Letters to the editor: Liberal “clap trap”

Dear Editor,
More liberal clap trap on the opinion pages of the Tomahawk in the “Institutionalized Cruelty” article. No one is separating “immigrant” families. Rather criminals are being separated from their children just like they are every day as folks are taken to jail for breaking the law.

These people choose to come here illegally and break our immigration laws and need to be held accountable. Liberals want you to believe this sprang up after Trump was elected – wrong the practice has been in place for a decade.
Just like civil war memorials which have been around for 100 plus years liberals have awoken to suddenly be offended.
It is time for our country’s laws to be vigorously enforced. Try entering Mexico illegally and see what happens – you won’t get housing, education, medical care and food stamps – you will be imprisoned. Enough with the propaganda!

Deborah Roush

Letters to the editor: Thank you

Dear editor,
I wanted to write you and say thank you. I have been a long time lover of our local paper, but over the last few years I could notice it was going “down hill” per say.

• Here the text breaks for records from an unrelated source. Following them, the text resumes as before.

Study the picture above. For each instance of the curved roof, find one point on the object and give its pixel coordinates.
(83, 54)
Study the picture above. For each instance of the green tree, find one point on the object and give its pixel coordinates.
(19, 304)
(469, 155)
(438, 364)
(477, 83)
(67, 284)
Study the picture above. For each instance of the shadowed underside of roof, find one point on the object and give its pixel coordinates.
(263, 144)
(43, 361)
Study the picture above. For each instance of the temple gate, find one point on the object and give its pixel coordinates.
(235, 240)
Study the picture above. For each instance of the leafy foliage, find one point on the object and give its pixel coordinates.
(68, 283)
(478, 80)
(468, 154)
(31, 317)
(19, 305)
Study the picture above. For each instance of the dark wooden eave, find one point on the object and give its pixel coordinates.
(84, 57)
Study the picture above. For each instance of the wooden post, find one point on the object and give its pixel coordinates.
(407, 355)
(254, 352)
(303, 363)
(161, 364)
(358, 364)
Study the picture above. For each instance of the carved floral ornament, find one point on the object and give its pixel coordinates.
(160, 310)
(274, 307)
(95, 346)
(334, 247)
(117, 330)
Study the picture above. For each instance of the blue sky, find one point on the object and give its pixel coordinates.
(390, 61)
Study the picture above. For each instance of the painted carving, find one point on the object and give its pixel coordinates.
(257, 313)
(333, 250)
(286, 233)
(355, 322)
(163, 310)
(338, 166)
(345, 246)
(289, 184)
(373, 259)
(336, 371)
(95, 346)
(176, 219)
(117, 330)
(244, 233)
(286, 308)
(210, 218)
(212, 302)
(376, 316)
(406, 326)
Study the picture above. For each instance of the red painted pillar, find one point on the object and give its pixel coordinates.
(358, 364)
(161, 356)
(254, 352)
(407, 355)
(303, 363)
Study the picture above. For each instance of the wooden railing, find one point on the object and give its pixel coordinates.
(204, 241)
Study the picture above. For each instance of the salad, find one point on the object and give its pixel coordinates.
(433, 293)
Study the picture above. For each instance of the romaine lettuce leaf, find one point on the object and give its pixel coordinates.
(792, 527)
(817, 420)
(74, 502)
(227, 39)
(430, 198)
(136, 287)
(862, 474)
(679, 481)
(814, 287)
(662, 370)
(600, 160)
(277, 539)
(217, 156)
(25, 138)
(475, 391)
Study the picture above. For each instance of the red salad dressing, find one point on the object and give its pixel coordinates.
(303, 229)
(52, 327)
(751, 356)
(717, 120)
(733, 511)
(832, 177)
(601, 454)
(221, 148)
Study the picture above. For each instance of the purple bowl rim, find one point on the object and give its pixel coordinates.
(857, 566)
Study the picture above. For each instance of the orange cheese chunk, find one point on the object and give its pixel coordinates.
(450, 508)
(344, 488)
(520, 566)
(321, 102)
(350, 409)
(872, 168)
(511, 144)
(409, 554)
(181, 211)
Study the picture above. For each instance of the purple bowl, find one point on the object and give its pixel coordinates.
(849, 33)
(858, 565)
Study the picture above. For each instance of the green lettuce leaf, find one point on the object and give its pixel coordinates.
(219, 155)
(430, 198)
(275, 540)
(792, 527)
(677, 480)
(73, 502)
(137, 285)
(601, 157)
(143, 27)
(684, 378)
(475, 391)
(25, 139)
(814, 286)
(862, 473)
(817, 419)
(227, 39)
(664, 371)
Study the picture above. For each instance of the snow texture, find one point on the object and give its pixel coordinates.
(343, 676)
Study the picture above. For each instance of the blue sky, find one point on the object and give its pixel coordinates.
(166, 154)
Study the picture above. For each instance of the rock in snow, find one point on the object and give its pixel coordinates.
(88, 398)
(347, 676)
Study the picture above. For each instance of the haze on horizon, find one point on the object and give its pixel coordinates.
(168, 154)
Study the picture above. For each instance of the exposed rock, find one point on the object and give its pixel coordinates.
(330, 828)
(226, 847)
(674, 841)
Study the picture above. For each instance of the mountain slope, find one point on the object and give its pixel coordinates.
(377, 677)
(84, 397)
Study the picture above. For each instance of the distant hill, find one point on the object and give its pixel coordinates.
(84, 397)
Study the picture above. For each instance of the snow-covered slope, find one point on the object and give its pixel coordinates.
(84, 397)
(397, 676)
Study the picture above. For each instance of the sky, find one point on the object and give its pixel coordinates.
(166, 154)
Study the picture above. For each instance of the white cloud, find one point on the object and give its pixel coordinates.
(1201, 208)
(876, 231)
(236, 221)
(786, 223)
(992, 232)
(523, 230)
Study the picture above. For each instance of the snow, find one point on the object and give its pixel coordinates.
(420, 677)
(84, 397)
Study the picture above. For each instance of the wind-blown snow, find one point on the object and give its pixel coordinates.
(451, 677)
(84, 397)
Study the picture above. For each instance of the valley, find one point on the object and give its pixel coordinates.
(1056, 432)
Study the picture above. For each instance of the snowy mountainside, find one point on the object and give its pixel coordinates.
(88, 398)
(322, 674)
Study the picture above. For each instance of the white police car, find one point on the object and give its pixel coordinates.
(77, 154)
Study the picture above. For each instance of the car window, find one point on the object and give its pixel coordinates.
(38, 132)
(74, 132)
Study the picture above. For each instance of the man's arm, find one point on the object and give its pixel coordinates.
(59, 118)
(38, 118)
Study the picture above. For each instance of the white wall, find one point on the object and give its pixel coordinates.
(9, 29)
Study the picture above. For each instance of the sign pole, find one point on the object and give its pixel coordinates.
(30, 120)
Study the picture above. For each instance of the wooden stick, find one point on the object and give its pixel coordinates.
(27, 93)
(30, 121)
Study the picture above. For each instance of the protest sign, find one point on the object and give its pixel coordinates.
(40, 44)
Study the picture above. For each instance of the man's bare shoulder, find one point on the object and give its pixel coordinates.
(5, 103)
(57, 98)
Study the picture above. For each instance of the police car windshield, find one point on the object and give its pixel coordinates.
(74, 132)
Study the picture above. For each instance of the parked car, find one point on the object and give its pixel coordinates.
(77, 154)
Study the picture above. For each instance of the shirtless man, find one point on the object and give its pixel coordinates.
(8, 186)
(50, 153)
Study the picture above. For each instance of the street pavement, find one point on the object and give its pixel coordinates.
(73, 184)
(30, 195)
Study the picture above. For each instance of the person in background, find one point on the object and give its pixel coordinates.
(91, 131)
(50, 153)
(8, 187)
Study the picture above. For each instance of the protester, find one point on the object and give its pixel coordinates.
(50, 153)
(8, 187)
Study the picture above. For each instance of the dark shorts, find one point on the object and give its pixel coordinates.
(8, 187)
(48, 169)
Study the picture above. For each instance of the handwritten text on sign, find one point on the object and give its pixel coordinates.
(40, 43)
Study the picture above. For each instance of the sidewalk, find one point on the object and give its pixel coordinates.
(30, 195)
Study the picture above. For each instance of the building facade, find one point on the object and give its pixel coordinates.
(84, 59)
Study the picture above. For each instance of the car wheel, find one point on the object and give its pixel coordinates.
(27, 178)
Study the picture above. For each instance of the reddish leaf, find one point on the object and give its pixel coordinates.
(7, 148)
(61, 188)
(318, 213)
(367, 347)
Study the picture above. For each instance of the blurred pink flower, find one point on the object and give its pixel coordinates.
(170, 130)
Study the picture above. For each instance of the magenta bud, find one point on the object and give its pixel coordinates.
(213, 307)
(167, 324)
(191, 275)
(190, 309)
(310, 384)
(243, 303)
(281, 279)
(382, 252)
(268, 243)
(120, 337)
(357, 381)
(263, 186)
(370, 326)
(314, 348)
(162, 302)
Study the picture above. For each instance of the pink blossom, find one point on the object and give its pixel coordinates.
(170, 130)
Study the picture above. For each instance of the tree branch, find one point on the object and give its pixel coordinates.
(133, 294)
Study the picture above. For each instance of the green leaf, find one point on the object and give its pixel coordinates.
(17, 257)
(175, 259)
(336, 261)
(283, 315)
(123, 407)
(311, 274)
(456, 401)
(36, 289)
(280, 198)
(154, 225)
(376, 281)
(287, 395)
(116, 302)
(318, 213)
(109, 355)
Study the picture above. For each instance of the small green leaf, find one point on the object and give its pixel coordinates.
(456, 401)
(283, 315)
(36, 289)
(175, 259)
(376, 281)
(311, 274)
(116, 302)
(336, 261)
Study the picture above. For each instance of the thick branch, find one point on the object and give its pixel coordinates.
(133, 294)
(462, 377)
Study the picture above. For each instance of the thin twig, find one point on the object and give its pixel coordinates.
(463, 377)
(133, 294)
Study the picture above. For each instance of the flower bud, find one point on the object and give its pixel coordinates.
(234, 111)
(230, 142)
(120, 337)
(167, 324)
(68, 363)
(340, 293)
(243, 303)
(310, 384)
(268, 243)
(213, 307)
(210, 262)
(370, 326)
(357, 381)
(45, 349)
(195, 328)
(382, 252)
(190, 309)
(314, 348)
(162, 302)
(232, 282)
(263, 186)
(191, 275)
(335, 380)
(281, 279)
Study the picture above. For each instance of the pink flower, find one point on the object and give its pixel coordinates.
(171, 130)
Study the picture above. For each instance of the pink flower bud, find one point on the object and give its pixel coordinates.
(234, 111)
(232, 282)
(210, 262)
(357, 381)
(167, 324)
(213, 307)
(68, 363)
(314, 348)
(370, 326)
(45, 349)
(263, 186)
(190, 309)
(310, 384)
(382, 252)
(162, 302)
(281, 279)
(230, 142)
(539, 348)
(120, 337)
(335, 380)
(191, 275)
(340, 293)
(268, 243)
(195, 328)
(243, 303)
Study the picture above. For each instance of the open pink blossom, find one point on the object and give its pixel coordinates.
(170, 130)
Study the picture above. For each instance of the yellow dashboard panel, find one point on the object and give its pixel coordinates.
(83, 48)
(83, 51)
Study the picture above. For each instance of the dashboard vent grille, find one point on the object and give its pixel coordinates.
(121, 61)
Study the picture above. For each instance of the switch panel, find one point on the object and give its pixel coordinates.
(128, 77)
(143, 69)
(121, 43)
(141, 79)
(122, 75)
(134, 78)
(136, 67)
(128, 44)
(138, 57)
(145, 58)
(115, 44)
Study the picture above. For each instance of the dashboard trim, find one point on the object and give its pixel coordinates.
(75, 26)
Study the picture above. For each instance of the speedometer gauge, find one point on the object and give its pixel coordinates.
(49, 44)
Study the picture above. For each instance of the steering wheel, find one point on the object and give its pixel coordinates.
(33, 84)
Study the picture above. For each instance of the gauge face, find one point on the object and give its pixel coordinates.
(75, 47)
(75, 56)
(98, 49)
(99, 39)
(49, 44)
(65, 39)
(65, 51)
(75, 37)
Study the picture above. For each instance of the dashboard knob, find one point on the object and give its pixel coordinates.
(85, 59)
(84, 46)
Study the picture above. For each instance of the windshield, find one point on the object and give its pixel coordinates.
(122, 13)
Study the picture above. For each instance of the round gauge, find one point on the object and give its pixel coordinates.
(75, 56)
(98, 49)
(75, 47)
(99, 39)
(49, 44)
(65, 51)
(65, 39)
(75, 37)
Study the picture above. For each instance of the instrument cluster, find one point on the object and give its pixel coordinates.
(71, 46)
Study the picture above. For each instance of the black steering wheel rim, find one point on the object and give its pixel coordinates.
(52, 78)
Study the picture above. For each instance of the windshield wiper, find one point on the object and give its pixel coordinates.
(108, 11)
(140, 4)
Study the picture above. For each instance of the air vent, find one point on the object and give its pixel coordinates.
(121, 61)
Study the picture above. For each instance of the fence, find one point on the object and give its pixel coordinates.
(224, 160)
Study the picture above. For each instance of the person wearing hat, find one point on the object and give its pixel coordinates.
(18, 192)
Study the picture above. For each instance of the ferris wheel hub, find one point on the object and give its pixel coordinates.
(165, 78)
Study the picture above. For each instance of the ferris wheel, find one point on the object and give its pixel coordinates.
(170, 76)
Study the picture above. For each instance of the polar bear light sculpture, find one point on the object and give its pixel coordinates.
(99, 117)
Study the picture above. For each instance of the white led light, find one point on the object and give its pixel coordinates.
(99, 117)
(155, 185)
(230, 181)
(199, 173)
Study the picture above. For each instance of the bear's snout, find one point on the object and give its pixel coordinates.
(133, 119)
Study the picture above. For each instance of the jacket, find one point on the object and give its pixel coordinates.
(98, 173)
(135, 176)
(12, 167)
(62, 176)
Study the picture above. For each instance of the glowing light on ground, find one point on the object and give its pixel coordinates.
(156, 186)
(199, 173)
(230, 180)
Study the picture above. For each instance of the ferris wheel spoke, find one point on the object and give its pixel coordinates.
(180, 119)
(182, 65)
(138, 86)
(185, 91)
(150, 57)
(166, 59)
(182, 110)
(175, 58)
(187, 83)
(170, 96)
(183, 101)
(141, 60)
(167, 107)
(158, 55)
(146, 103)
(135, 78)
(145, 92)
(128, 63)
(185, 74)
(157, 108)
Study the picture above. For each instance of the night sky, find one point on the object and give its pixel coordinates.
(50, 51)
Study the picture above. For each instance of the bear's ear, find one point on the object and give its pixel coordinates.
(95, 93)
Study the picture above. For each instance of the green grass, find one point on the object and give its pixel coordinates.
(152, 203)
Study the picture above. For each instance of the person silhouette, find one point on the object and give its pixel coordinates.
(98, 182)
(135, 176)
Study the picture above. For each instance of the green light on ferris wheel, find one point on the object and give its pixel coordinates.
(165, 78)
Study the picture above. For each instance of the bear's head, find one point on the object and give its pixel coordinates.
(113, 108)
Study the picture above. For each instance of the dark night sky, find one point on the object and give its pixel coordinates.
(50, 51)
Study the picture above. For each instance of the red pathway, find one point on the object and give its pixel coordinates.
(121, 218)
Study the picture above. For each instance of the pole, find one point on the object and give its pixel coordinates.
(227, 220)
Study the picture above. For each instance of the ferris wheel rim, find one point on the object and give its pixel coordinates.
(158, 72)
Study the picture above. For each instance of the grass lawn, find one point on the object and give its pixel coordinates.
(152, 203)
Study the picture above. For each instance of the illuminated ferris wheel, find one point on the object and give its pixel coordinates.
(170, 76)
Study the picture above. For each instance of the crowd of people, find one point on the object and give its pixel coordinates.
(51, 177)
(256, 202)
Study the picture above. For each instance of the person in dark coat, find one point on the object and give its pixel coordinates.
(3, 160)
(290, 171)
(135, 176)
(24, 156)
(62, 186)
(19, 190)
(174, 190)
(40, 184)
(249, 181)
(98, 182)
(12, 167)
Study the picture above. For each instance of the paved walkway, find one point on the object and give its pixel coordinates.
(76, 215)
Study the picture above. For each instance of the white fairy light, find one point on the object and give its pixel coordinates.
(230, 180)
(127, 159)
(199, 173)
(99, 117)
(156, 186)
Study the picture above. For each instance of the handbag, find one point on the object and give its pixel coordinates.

However, over the past few months the stories and topics have been outstanding and exactly what a local paper should incorporate. I’ve debated about even mentioning this but you can take it or leave it and I’ll understand. The past few articles about people in our community really began to make me appreciate our town, the people in it and the impacts they are leaving in it.

But after all this individual has done for this entire community I feel that it shouldn’t go unnoticed, and readers that already know this man would be intrigued to see everything he is apart of Mr. Chase McGlamery graduated from JCHS this last May, but with in his four years there he completed over 1,600 community service hours in our county alone. He served as the student School member, continues to serve as a Heritage Hall board member, community theatre board member. He somehow found time to do all of that and balance working at high school sporting events, volunteering regularly at his church and keeping straight A’s.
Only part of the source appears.